No binary data output is indicated for this operation.
Dependencies
- Requires an API key credential for authenticating with the Azure Active Directory service.
- The node depends on the Azure AD API endpoint that provides access to audit and sign-in logs.
- Proper configuration of authentication credentials in n8n is necessary to successfully call the API.
Troubleshooting
- Missing or invalid X USER ID header: Ensure the "X USER ID" property is provided and correctly set; it is required for the request.
- API authentication errors: Verify that the API key or authentication token is valid and has sufficient permissions to read Azure AD logs.

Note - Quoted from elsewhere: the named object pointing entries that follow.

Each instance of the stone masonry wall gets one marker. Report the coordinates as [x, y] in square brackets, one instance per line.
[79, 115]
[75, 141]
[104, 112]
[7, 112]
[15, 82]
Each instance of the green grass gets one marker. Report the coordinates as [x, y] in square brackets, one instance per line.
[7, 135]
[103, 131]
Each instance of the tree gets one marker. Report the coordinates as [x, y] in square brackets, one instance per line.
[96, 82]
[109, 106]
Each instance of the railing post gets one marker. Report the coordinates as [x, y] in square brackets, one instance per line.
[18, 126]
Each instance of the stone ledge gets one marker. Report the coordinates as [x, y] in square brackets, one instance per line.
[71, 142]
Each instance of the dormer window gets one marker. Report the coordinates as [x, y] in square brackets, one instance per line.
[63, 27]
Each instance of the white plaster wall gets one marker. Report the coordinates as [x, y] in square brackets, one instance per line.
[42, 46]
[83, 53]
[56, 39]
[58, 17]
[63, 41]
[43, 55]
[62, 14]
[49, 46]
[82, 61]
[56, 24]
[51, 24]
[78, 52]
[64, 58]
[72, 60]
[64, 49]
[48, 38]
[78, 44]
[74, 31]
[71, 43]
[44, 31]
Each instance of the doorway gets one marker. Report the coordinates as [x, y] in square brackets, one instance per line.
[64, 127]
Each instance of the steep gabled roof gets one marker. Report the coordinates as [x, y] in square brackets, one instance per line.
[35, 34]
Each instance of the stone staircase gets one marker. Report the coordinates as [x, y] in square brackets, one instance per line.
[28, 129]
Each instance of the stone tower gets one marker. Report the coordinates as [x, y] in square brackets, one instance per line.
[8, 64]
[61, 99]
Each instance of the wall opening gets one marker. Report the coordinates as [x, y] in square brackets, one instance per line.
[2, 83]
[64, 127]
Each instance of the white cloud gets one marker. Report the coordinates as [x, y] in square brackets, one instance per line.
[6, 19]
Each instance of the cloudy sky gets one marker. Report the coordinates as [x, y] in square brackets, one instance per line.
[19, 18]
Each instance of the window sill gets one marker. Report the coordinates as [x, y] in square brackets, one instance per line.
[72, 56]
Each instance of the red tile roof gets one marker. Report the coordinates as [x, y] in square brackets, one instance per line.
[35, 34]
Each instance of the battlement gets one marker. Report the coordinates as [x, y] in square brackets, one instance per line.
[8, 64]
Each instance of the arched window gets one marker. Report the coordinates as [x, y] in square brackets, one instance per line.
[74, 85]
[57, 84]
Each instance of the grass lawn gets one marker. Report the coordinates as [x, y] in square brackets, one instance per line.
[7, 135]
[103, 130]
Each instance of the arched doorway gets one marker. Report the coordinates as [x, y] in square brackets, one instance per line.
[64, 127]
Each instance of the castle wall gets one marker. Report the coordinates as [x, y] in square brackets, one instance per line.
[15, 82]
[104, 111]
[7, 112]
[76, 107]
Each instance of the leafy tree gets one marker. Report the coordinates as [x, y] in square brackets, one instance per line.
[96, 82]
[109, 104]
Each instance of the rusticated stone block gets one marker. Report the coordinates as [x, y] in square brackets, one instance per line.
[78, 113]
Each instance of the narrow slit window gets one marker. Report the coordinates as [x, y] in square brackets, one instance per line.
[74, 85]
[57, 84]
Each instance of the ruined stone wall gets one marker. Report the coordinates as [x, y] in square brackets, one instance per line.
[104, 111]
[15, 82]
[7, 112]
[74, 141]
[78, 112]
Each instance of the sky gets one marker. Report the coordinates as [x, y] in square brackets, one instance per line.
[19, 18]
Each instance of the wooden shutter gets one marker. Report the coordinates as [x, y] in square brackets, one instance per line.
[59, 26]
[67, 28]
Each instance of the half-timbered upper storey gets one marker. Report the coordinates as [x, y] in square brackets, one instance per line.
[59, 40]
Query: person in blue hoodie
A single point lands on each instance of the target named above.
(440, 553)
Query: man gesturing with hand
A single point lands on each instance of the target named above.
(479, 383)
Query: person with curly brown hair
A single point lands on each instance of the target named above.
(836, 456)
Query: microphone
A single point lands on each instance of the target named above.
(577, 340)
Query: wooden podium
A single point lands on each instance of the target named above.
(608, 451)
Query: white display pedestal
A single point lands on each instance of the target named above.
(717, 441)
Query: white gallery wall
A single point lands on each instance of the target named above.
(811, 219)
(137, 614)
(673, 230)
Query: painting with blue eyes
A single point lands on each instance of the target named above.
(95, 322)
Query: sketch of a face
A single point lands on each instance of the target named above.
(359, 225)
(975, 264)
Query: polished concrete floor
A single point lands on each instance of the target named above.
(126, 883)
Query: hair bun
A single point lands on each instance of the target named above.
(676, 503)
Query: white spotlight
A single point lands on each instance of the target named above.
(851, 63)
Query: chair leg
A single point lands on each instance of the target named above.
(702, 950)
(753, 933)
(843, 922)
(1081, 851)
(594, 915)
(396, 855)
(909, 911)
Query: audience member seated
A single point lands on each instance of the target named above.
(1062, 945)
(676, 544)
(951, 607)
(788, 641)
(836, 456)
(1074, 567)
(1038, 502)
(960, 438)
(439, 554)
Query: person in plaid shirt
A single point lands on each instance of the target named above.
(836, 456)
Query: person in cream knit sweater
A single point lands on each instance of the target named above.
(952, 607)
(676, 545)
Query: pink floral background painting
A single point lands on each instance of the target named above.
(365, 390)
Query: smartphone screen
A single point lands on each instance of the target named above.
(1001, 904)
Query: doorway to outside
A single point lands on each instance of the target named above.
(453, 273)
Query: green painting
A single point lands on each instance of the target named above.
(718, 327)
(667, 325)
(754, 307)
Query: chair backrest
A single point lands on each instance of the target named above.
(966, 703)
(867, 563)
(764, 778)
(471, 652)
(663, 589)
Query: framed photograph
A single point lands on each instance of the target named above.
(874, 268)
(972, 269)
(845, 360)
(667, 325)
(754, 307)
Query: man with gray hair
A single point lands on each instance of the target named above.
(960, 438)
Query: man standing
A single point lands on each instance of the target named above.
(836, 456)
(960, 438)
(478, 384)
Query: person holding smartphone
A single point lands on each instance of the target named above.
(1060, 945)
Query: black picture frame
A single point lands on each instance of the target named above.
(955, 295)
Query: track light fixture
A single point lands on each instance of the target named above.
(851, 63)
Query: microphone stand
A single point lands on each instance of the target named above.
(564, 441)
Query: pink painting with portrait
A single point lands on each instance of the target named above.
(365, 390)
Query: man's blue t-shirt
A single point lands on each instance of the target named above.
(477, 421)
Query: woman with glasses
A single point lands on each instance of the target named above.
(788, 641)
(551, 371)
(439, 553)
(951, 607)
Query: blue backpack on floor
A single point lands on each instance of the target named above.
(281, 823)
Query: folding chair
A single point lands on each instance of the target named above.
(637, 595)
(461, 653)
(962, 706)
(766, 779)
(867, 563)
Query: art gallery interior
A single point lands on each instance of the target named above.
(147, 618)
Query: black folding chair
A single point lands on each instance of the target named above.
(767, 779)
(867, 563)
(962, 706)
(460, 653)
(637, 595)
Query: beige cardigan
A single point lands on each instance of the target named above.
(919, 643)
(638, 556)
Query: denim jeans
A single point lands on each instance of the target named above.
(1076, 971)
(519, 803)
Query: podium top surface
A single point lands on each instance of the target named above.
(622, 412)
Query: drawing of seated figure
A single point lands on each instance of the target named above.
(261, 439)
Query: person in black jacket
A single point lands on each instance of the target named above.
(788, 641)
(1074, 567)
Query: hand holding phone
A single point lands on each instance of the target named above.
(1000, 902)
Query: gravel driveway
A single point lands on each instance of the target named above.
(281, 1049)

- Query syntax issues: If using the "Condition" property to filter logs, ensure the query string follows the expected syntax supported by the Azure AD logs API.
- Pagination problems: When using "Skip" and "Limit", confirm values are non-negative integers and within allowed ranges to avoid empty or incomplete results.
- Order By field errors: Use valid field names recognized by the Azure AD logs API to prevent ordering failures.